Die Gewerkschaften Pro-Ge und GPA sind auf die Arbeitgeber schlecht zu sprechen. Während sie ihre Forderung von 11,6 auf 10,6 Prozent senkten, sollen die Arbeitgeber nur 6,7 Prozent im Abtausch gegen Zusatzleistungen geboten haben. Die Lage ist verzwickt.
„Wir haben uns sicher nicht verzockt“, sagt Pro-Ge-Chef Reinhold Binder zum KURIER. „Die Arbeitgeber wollten nur 0,7 Prozent auf die angebotenen sechs Prozent darauflegen. Das müssen wir uns aber selber finanzieren, in dem wir die hundertprozentigen Überstundenzuschläge und den Mehrarbeitszuschlag für die Teilzeitbeschäftigten killen.“ Die Gewerkschafter echauffiert, dass die Arbeitgeber nur die aktuelle Inflation vom Oktober in Höhe von 5,4 Prozent, aber nicht die rollierende Inflation in Höhe von 9,6 Prozent abgelten wollen.

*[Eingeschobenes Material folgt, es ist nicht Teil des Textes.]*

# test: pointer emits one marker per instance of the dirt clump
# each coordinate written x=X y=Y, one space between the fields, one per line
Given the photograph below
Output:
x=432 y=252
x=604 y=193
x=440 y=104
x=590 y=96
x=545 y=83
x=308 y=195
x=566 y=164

Beide Parteien eingemauert
„Das ist für uns ein völliger Wahnsinn“, sagt Binder. „Die wollen uns nur noch verarschen. Sie sagen damit zu den Arbeitnehmern, haut’s euch über die Häuser.“ Trotz der Differenzen wird am 30. November weiter verhandelt.

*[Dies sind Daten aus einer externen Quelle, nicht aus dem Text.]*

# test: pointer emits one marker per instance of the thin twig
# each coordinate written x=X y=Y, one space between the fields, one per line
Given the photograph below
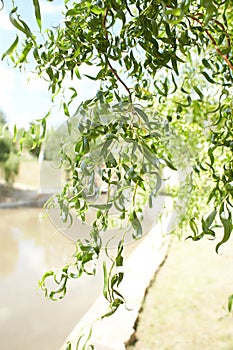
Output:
x=109 y=63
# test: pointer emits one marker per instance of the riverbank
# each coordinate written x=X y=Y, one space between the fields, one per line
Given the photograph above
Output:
x=185 y=305
x=20 y=195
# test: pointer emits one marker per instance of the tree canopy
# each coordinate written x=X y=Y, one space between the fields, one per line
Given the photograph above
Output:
x=165 y=73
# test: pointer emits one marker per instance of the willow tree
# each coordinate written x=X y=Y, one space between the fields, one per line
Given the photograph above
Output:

„Beide Parteien haben sich eingemauert“, sagt Wifo-Experte Benjamin Bittschi, wobei die Arbeitgeber schon die Abgeltung der rollierenden Inflation von 9,6 Prozent anerkennen müssten. „Alles darunter wäre ein Reallohnverlust für die Beschäftigen und das seitens der Gewerkschaft zu akzeptieren, sei unrealistisch“, sagt der Ökonom.
In der Zwickmühle
Andererseits müssten sich seiner Ansicht nach auch die Arbeitnehmer auf einen möglichen Kompromiss einlassen, der da lauten könnte, dass die Lohnerhöhung „nicht sofort und unmittelbar erfolgt“. Bittschi denkt dabei an eine zeitliche Streckung, bei der beispielsweise die Inflation von sechs Prozent aus dem September sofort und die restlichen 3,6 Prozent erst später ausbezahlt werden. Bittschi: „Freilich müssten sich die Arbeitgeber verpflichten, wann das genau ausgezahlt wird und sie müssten auch etwas drauf legen, weil die Arbeitnehmer ja quasi einen Kredit gewähren.“
Denkbar ist für den Experten auch, dass ein Teil der Lohnerhöhung in eine Arbeitszeitverkürzung um beispielsweise eineinhalb Stunden fließt. Also statt der heutigen Normalarbeitszeit bei den Metallern von 38,5 Stunden nur noch 37 Stunden pro Woche gearbeitet wird. „Das kostet angesichts der Rezession in der Industrie und brach liegenden Kapazitäten weniger als die volle Inflation in Geld abzugelten.“
Zu guter Letzt ließe sich freilich auch mit Einmalzahlungen die nötige Flexibilität für einen Kompromiss aufbringen. Angesichts der Möglichkeit von steuer- und abgabenfreien Einmalzahlungen bis 3.000 Euro könnte der Nettolohn der Beschäftigten für einen gewissen Zeitraum erhöht werden, ohne dass die Arbeitgeber zunächst die Bruttolöhne erhöhen müssten. Erst wenn diese Prämien aufgebraucht seien, müsste es zur Lohnerhöhung kommen.